Solved – Normalized cross correlation vs Euclidean distance in template matching

cross correlationdistanceimage processingpattern recognition

What is the difference between normalized cross-correlation and Euclidean distance in pattern recognition? — especially if we want to do recognition with template matching.

I understand about Euclidean distance. It's like calculate $\sqrt{\sum(x_2-x_1)^2+..+(x_n-x_{n-1}))}$

And the small distance in Euclidean distance is recognised as the new label of the test image. But how about normalized cross correlation??

How to calculate it, what does is it represent, what are the drawbacks and the advantage of using that method?
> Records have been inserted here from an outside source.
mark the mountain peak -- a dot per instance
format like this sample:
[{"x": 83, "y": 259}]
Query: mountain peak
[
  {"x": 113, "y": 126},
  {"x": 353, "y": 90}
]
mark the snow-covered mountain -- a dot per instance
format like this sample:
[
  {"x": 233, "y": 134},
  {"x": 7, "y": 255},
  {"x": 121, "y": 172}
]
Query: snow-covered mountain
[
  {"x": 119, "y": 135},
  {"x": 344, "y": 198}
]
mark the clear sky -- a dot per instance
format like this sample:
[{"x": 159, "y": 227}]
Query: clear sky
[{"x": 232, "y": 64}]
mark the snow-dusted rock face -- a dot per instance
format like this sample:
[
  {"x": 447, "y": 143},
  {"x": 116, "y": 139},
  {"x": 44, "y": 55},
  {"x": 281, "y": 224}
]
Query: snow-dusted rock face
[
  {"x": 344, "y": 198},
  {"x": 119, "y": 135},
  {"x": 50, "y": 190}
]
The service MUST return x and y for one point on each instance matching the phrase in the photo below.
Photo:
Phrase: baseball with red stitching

Which method is the best???

Best Answer

For two vectors $v_i$ and $v_j$ with length $n$,

1, when the two vectors are normalized to zero mean and unit length ($v \leftarrow \frac{v-\bar{v}}{||v-\bar{v}||_2}$), their Pearson correlation coefficient $r(=corr(v_i, v_j))$ relates to their Euclidean distance $d(=||v_i-v_j||_2)$ by $r=1-d^2/2$, or equally $r=v_i^Tv_j$. Reference: http://t.cn/RL5JcKt.

2, when the two vectors are normalized to zero mean and unit standard deviation (or unit variance) ($v \leftarrow \frac{v-\bar{v}}{std(v-\bar{v})}$), then $r=1-d^2/(2*(n-1))$, or equally $r=v_i^Tv_j/(n-1)$.